Minority numbers in the military grow, but minority vets face a complex set of issues

Franco Acerbal, a Filipino WWII veteran (left), and Lee Gutierrez, California’s Deputy Secretary for Minority Veterans’ Affairs (right).
Franco Acerbal, a Filipino WWII veteran (left), and Lee Gutierrez, California’s Deputy Secretary for Minority Veterans’ Affairs (right).
Ruxanda Guidi/KPCC

Listen to story

Download this story 1.0MB

Many veterans face obstacles when they return home from conflict zones. Immigrant and Latino vets have to navigate another level of complexity.

East L.A. native Ruben Treviso came back from the Vietnam War in 1971 “all messed up,” he says. But his mental health was a top priority for his Veterans Administration doctors, and he credits them for his recovery.
Today, not all veterans get medical help as soon as they need it. And minority veterans, especially, require a lot of help redeeming and navigating their educational benefits. Treviso says Latinos like him are a growing force in the military.

“Twenty to 30 percent of all the Hispanic Medal of Honor recipients were immigrants… A lot of them came from Mexico. They’re like newborn Christians! Their fervent love for this country is unbelievable,” Treviso said.

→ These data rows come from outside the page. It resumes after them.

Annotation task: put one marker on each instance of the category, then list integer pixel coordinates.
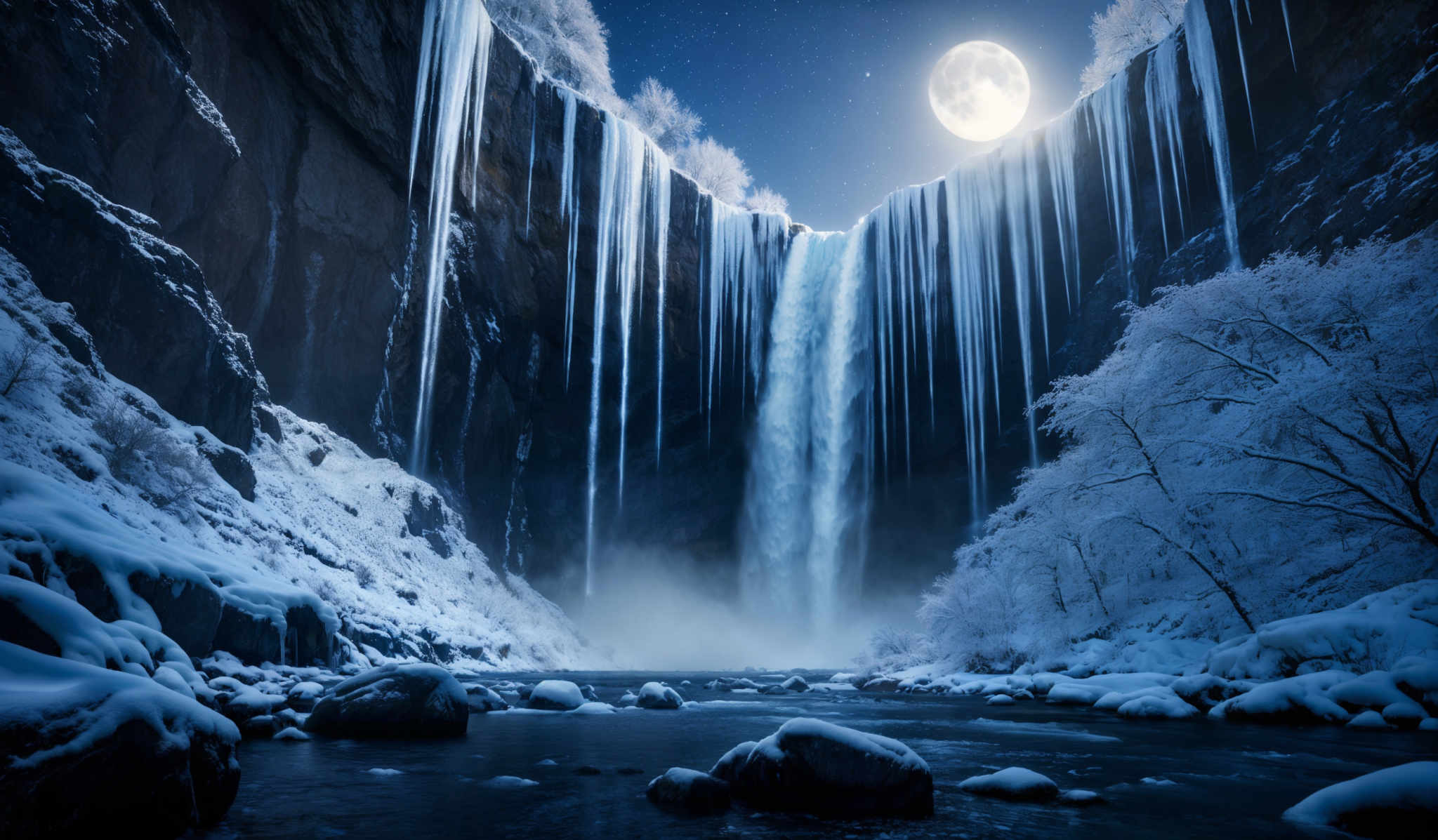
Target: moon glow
(979, 91)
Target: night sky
(827, 100)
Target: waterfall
(1161, 93)
(1109, 108)
(534, 126)
(629, 161)
(804, 509)
(1243, 65)
(661, 201)
(1062, 149)
(451, 93)
(570, 212)
(1203, 64)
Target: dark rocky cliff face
(296, 208)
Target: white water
(1203, 64)
(829, 340)
(804, 508)
(1109, 108)
(451, 93)
(1161, 91)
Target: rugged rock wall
(304, 226)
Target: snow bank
(1398, 801)
(1373, 632)
(334, 541)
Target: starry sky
(827, 100)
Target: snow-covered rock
(310, 564)
(558, 695)
(1081, 799)
(395, 701)
(653, 695)
(691, 790)
(1368, 719)
(1384, 627)
(484, 700)
(1398, 801)
(1298, 700)
(822, 768)
(1012, 783)
(144, 757)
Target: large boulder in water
(1012, 783)
(85, 749)
(691, 790)
(557, 695)
(659, 697)
(396, 701)
(817, 767)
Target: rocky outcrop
(143, 301)
(820, 768)
(395, 701)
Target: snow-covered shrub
(1260, 445)
(716, 168)
(22, 366)
(659, 114)
(565, 38)
(765, 200)
(137, 442)
(1122, 32)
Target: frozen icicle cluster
(1161, 93)
(1203, 62)
(633, 205)
(744, 262)
(449, 105)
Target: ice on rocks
(653, 695)
(1398, 801)
(1012, 783)
(558, 695)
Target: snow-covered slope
(108, 500)
(1262, 445)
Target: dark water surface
(1204, 778)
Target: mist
(661, 611)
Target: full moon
(979, 91)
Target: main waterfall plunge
(833, 341)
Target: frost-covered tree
(716, 168)
(1260, 444)
(659, 114)
(1122, 32)
(765, 200)
(565, 38)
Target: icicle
(1161, 91)
(1019, 212)
(1243, 65)
(570, 212)
(1203, 64)
(1287, 29)
(534, 124)
(1109, 108)
(619, 245)
(455, 65)
(1062, 149)
(661, 201)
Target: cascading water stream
(826, 331)
(451, 91)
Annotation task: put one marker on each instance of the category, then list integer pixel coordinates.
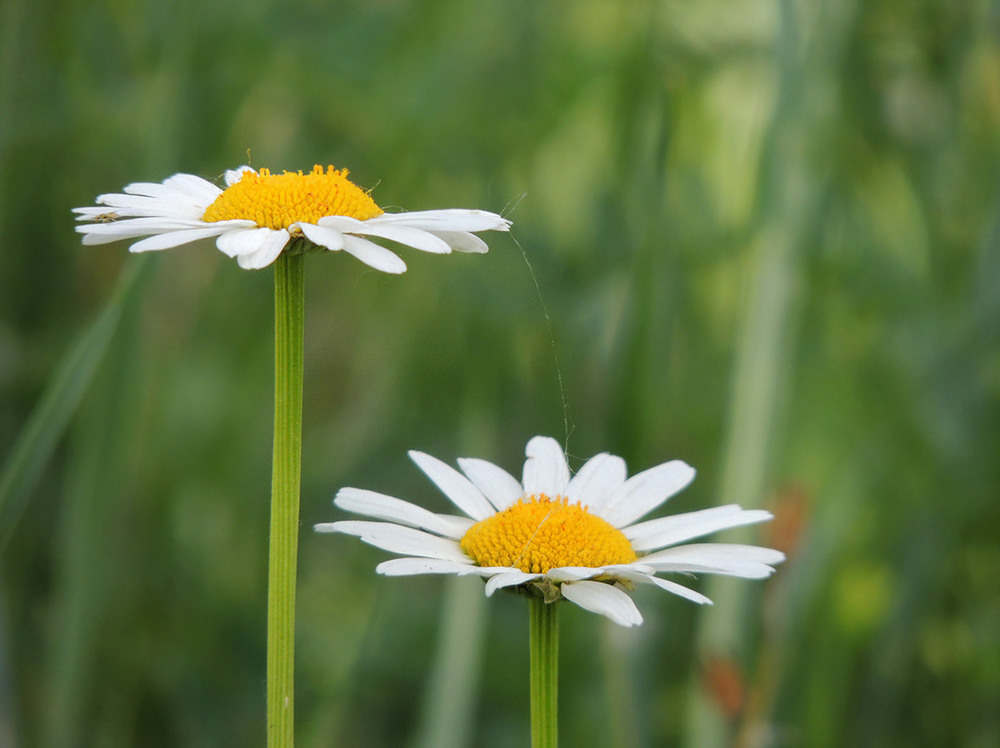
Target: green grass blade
(34, 447)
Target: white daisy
(259, 213)
(566, 537)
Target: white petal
(383, 507)
(242, 241)
(573, 573)
(665, 584)
(462, 492)
(400, 567)
(324, 237)
(235, 175)
(496, 484)
(135, 205)
(545, 470)
(605, 599)
(411, 237)
(268, 252)
(398, 539)
(455, 219)
(197, 188)
(597, 481)
(463, 241)
(679, 528)
(748, 561)
(510, 578)
(174, 239)
(373, 255)
(143, 225)
(645, 491)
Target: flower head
(259, 213)
(566, 537)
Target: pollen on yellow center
(538, 533)
(276, 201)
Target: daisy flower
(260, 213)
(573, 537)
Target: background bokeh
(759, 236)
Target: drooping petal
(545, 470)
(195, 187)
(597, 481)
(645, 491)
(573, 573)
(380, 506)
(242, 241)
(510, 578)
(174, 239)
(496, 484)
(747, 561)
(373, 255)
(268, 252)
(633, 575)
(463, 241)
(323, 236)
(462, 492)
(679, 528)
(598, 597)
(398, 539)
(410, 566)
(408, 235)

But despite their service, many of those veterans feel slighted — especially amid the economic recession, budget cuts, and long-running wars in Iraq and Afghanistan. Lee Gutierrez, the state's deputy secretary for minority veteran’s affairs, said his department is doing their best.

“We want to stay focused on the issues that confront veterans right now — unemployment, getting access to services, health care and housing,” Gutierrez said.

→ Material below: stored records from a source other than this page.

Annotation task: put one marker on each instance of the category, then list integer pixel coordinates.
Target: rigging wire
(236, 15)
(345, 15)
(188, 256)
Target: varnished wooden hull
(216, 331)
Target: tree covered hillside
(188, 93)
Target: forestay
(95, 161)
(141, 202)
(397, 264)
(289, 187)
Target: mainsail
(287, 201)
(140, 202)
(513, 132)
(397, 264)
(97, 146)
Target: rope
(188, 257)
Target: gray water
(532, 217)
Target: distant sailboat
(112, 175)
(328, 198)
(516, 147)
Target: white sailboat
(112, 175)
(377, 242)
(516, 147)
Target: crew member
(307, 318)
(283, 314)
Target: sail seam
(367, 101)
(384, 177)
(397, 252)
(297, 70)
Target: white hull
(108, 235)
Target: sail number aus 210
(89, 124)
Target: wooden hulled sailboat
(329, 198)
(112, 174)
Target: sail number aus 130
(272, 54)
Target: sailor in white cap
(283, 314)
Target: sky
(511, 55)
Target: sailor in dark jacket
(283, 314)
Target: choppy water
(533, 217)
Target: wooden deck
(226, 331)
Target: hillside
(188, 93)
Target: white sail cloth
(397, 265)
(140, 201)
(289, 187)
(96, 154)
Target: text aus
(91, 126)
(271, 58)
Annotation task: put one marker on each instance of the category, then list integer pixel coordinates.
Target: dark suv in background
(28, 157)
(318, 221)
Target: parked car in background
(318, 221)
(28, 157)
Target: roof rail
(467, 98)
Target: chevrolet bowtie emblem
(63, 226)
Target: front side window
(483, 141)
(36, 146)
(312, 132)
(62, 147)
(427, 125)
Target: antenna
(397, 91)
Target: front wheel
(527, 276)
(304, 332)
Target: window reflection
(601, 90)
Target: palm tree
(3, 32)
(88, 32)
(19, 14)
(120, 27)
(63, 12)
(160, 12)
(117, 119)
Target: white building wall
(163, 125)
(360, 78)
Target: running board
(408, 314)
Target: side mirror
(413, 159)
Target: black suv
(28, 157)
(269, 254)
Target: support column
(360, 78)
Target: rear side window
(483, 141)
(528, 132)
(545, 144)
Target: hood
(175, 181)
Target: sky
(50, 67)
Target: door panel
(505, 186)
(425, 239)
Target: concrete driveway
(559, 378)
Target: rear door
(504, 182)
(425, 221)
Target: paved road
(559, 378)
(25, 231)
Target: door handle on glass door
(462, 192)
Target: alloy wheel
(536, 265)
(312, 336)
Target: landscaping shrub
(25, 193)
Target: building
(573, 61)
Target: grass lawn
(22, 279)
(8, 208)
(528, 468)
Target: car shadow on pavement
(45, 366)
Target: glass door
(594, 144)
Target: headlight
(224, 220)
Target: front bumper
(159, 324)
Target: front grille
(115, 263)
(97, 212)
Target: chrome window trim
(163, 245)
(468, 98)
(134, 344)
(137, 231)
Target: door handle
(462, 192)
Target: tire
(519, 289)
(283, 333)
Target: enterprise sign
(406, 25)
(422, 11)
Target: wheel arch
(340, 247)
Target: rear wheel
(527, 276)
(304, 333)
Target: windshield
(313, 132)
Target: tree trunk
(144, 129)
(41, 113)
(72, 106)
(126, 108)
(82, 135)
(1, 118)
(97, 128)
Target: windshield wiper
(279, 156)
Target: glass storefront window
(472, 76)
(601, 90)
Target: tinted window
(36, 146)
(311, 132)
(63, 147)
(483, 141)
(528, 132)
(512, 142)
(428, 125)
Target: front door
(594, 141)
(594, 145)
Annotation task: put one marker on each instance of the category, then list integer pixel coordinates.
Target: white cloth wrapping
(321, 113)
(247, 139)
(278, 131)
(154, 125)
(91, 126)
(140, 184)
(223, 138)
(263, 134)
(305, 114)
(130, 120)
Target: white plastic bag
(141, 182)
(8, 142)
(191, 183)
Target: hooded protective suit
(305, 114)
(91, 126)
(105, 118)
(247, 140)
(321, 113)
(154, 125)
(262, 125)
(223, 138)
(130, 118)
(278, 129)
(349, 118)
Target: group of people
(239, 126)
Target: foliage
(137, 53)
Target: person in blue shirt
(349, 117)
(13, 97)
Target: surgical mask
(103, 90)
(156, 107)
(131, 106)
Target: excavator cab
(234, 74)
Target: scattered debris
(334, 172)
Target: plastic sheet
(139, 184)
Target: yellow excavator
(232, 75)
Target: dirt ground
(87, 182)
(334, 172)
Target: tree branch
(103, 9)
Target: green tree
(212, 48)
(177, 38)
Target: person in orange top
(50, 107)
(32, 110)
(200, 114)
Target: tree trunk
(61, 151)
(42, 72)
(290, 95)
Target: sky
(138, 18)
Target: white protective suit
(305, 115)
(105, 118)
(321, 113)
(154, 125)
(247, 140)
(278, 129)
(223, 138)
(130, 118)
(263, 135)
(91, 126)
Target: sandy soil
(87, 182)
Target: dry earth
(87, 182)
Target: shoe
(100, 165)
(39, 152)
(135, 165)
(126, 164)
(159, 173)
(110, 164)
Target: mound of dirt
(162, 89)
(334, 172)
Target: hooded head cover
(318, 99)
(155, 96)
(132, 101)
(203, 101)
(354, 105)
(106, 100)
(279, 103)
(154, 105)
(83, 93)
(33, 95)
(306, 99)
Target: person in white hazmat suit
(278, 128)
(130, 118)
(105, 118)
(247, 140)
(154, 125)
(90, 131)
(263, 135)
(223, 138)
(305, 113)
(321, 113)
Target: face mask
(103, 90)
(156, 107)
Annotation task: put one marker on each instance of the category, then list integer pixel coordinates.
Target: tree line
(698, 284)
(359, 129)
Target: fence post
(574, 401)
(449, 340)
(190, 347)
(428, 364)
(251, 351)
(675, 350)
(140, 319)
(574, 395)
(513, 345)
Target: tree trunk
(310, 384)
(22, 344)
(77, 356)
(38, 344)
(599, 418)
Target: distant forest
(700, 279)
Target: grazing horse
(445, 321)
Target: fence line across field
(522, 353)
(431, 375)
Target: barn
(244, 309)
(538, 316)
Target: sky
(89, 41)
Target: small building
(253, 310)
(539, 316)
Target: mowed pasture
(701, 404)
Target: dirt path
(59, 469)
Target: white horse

California appointed Gutierrez its deputy secretary for minority veteran’s affairs only five months ago. He’s gearing up for a massive troop return by the end of the year. Many of those men and women are heading to Southern California, home to one of the largest concentrations of veterans in the country.

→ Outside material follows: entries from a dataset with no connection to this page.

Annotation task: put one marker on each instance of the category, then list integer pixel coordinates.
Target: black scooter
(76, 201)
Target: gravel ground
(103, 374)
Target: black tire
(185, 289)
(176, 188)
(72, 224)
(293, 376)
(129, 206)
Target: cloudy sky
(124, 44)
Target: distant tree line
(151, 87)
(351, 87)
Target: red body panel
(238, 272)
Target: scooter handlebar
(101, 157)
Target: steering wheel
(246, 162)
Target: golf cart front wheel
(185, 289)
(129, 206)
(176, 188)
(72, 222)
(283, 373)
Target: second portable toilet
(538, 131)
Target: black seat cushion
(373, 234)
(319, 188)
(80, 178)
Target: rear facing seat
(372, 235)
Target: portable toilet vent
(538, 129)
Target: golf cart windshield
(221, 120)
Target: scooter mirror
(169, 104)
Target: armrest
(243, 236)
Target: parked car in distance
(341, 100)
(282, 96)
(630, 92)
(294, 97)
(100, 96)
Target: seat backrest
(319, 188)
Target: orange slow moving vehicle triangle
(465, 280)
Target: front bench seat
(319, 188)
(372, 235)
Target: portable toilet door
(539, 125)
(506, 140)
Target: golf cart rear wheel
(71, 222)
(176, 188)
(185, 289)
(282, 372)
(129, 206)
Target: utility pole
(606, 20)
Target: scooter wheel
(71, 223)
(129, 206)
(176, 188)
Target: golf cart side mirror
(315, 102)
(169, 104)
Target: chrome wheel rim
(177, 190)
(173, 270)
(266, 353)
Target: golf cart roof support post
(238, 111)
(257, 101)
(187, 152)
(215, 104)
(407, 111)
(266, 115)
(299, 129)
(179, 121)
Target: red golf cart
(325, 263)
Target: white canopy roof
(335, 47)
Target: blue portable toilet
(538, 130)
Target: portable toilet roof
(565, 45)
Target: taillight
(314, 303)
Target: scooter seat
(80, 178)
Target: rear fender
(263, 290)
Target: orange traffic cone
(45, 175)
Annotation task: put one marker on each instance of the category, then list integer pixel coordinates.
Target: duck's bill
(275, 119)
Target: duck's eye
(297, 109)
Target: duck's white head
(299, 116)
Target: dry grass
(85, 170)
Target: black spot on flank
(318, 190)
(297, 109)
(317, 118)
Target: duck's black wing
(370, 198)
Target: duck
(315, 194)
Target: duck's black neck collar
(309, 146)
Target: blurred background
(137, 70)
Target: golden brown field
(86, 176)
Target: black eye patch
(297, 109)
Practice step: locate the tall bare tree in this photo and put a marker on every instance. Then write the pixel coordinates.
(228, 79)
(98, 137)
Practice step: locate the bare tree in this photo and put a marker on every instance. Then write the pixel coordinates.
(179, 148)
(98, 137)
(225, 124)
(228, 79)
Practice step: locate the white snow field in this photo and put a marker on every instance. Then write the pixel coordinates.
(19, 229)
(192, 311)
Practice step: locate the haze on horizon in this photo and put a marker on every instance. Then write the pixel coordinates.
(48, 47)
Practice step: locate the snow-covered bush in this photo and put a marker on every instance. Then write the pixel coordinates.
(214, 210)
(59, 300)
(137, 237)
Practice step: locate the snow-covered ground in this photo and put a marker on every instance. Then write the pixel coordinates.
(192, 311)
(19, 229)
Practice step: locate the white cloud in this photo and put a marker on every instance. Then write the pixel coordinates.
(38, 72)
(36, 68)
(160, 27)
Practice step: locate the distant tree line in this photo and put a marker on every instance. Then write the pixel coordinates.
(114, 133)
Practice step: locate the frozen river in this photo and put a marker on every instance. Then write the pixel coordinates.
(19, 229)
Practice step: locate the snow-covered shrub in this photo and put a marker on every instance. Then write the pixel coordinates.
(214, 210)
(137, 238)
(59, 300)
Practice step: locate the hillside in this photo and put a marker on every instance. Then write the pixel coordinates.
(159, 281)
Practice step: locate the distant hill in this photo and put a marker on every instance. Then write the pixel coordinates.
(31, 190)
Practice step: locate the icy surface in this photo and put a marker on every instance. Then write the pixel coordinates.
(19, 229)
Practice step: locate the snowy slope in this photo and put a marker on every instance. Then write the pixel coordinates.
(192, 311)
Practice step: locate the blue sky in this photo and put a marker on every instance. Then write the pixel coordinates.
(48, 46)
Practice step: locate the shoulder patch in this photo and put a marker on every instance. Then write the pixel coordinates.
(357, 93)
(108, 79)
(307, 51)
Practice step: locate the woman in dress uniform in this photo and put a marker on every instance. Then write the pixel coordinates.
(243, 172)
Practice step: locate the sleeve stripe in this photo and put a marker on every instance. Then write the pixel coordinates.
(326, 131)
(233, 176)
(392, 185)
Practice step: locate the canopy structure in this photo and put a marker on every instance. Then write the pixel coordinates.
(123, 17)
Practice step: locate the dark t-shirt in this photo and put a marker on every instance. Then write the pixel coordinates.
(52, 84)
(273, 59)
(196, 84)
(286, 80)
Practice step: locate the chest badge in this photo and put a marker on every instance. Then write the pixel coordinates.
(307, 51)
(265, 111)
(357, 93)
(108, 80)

Gutierrez is also making the rounds to listen to constituents. They include older veterans, like 88 year-old Franco Acerbal. He’s one of 400,000 Filipinos who fought for the Americans during World War II. After 60 years, he is a naturalized U.S. citizen, but he does not yet receive a pension.

“The US government saved billions of dollars for not granting us these benefits for the last 60 years," Acerbal said. "Why can’t they just give us $1,000 a month or $12,000 a year, so that we will not be begging like for welfare? And we deserve it!”

About 12,000 Filipino vets live in the Philippines and another 3,000 in the United States. Keeping faith with these much older veterans, Acerbal says, would send a message to all future minority veterans that this country appreciates their service.